Silk - Caitlin R. Kiernan [67]
Now she followed Theo along the sidewalk, half a step behind and hurrying to keep up.
“It’s a great place to hear shitty punk bands,” Theo explained. “And really shitty hardcore bands. And drink shitty beer. If you want rock and roll, you go to the Nick, and if you want thirtysomething pop crap, you go to Louie Louie’s. If you want to hear techno or industrial, there’s the Funhole, just across the tracks,” and she pointed.
They huddled together in the doorway, no shelter from the November wind but their own bodies, while a boy with three silver rings in his lower lip checked the band’s guest list for their names.
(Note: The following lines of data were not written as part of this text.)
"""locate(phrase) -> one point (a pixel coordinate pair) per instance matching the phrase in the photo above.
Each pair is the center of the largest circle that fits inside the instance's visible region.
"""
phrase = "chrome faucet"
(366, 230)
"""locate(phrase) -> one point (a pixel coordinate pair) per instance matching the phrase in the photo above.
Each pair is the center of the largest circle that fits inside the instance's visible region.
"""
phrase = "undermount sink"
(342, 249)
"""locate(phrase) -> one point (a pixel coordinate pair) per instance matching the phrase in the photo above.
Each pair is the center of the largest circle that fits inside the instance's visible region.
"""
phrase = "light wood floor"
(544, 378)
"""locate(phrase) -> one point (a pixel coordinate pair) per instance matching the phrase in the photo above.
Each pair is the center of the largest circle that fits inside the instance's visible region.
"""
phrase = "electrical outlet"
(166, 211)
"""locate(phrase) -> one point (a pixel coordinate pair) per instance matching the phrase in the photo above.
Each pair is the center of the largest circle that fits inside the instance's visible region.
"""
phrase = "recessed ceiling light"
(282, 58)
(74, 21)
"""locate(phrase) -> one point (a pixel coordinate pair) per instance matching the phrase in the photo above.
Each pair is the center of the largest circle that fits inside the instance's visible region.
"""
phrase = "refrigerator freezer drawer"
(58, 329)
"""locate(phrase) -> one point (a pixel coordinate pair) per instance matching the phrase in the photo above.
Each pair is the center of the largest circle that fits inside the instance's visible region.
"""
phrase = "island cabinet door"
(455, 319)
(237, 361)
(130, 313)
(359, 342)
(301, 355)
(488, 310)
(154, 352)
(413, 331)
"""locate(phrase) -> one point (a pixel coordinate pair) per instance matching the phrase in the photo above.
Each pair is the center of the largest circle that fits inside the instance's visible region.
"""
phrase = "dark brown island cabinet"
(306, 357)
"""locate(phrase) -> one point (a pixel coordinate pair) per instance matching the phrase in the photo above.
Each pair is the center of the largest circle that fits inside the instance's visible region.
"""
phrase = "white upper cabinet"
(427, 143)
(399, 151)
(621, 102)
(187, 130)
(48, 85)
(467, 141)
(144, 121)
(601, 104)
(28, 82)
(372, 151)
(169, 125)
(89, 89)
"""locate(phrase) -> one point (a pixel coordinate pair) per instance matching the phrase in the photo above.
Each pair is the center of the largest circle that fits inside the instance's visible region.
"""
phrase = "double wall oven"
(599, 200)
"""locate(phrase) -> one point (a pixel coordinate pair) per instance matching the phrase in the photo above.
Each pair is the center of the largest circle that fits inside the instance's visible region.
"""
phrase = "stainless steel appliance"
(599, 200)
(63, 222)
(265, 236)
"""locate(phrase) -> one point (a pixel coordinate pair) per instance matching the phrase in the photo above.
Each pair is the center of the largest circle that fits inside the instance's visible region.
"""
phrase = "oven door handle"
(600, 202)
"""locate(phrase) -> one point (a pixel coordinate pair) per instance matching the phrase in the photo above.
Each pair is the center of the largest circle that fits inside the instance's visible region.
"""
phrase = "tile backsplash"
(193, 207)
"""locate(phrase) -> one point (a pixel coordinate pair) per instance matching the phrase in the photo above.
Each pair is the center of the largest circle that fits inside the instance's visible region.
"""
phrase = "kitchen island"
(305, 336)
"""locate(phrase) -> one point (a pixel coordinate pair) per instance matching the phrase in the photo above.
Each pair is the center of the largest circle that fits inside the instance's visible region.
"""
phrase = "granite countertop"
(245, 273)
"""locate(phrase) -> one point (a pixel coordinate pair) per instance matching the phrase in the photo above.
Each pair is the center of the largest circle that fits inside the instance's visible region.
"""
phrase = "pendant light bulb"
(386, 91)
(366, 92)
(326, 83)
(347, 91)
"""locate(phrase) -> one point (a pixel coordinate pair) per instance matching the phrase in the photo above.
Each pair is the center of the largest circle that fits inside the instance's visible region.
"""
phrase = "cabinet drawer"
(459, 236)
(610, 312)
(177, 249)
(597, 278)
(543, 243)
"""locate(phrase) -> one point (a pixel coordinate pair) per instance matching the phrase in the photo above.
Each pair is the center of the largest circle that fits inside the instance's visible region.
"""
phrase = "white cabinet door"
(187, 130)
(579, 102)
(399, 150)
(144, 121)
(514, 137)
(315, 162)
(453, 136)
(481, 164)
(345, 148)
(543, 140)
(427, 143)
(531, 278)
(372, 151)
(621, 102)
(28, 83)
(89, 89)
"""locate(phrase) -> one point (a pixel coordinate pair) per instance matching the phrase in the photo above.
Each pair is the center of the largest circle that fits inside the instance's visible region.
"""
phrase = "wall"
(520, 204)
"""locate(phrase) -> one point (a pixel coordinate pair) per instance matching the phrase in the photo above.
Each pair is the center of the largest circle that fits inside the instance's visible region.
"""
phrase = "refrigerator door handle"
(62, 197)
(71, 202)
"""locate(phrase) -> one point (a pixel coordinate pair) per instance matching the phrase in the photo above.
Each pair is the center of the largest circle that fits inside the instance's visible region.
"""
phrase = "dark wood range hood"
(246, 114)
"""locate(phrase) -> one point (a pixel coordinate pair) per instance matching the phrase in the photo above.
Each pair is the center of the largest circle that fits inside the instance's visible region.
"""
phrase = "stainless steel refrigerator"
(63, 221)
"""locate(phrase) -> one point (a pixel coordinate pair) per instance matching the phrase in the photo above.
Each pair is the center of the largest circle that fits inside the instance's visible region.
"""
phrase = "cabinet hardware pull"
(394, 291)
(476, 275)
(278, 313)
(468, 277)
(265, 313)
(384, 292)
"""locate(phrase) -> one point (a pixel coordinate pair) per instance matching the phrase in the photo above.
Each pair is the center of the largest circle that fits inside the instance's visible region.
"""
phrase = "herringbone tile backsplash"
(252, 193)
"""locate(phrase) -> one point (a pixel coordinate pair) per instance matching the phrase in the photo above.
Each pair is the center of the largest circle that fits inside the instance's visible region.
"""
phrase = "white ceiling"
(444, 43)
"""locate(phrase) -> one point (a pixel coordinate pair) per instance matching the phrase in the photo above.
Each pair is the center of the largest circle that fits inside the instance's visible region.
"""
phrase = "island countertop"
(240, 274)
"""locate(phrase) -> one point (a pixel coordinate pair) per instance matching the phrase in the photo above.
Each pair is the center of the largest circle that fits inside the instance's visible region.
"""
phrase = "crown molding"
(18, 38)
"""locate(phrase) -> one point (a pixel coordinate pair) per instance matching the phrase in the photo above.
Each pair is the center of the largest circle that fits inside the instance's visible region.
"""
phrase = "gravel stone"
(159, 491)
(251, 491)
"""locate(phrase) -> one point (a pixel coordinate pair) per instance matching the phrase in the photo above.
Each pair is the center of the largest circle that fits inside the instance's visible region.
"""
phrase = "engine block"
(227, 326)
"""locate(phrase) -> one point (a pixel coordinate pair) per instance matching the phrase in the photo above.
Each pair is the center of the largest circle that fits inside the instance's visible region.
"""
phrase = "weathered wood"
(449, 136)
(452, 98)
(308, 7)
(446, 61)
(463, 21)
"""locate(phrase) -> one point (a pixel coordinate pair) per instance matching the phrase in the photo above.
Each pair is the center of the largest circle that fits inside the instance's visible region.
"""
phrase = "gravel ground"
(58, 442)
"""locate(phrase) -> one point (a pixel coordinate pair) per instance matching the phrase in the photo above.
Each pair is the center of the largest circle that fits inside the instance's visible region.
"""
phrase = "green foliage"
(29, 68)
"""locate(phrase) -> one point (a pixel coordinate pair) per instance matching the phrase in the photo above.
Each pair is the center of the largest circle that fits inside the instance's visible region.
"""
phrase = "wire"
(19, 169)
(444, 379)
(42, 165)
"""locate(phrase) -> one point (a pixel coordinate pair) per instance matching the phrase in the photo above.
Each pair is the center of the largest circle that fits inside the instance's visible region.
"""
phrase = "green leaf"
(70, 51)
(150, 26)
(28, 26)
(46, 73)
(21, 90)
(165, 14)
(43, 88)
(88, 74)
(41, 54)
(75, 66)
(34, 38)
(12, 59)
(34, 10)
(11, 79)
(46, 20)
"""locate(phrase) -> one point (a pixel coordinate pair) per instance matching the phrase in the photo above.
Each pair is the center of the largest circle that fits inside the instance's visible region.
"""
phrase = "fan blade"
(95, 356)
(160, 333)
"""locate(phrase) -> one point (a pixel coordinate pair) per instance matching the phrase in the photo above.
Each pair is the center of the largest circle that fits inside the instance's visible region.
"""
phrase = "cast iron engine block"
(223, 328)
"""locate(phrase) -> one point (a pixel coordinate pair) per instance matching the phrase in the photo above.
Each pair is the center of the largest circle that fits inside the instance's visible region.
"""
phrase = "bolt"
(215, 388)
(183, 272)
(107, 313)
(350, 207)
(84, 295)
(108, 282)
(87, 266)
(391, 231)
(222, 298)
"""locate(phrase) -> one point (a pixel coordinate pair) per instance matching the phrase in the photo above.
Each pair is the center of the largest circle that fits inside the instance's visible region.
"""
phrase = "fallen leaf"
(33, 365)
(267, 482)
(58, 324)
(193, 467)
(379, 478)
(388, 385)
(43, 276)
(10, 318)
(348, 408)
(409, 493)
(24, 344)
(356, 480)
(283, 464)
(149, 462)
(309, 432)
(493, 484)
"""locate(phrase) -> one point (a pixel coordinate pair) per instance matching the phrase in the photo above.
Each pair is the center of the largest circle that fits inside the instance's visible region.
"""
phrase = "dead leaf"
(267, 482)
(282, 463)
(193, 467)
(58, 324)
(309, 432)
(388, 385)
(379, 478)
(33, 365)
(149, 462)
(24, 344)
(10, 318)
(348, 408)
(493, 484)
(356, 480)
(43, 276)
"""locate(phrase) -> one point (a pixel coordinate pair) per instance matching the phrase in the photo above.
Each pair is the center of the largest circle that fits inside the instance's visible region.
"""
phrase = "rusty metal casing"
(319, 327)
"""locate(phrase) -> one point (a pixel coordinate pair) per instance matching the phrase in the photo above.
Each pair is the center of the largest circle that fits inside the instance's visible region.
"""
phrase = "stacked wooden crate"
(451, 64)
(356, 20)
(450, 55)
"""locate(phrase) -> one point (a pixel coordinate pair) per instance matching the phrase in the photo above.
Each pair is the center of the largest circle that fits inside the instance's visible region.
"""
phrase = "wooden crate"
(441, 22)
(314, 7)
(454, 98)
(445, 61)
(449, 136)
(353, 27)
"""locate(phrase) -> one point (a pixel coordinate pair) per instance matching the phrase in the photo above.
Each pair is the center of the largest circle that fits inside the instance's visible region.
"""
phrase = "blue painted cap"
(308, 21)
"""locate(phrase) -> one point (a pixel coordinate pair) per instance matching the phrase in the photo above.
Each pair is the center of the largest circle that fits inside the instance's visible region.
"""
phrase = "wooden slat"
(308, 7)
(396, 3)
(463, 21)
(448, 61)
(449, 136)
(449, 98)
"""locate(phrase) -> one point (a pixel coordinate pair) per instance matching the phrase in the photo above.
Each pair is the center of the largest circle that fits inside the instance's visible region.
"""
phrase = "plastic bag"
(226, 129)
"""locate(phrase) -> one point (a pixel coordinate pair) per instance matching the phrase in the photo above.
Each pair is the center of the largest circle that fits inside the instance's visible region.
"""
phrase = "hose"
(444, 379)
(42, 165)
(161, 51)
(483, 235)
“Come on, Jethro. You fuckin’ know I’m on there,” Theo said, her teeth beginning to chatter so that there were little hitches between her syllables. They had both begun to shiver, the coffee only a fond and dimming memory.
“I know you,” he said. “But I don’t know her.”
“Niki Ky…N-i-k-i K-y,” replied Theo. “Come on man, I’m freezing my titties off out here.”
“You should have to sit on this stool for a few hours….” and he tapped down the list, name after name, with the eraser of a nubby yellow pencil.
“And you should have to suck on the drippy end of my fuckstick.”
“Here it is. Niki Ky,” and he drew a graphite slash through her name. “Show me your wrists, ladies.”
The rubber stamp left a fizzing green beaker on Niki’s skin, and she let Theo lead the way in, into air so suddenly warm and smoky she thought at first that she might not be able to breathe this new atmosphere. An all but impenetrable haze of cigarette smoke and the damp and sour reek of spilled beer underneath, almost masking the fainter, more exotic hints of pot and piss and puke. The sound system was blaring drums and meat-grinder guitar, something like Soundgarden, minus any trace of rhythm or melody or talent. Across a sea of heads and shoulders, Niki caught a glimpse of Daria, doppelgänger much too tall for Daria, waving, and Theo took her hand and pulled her through the crowd.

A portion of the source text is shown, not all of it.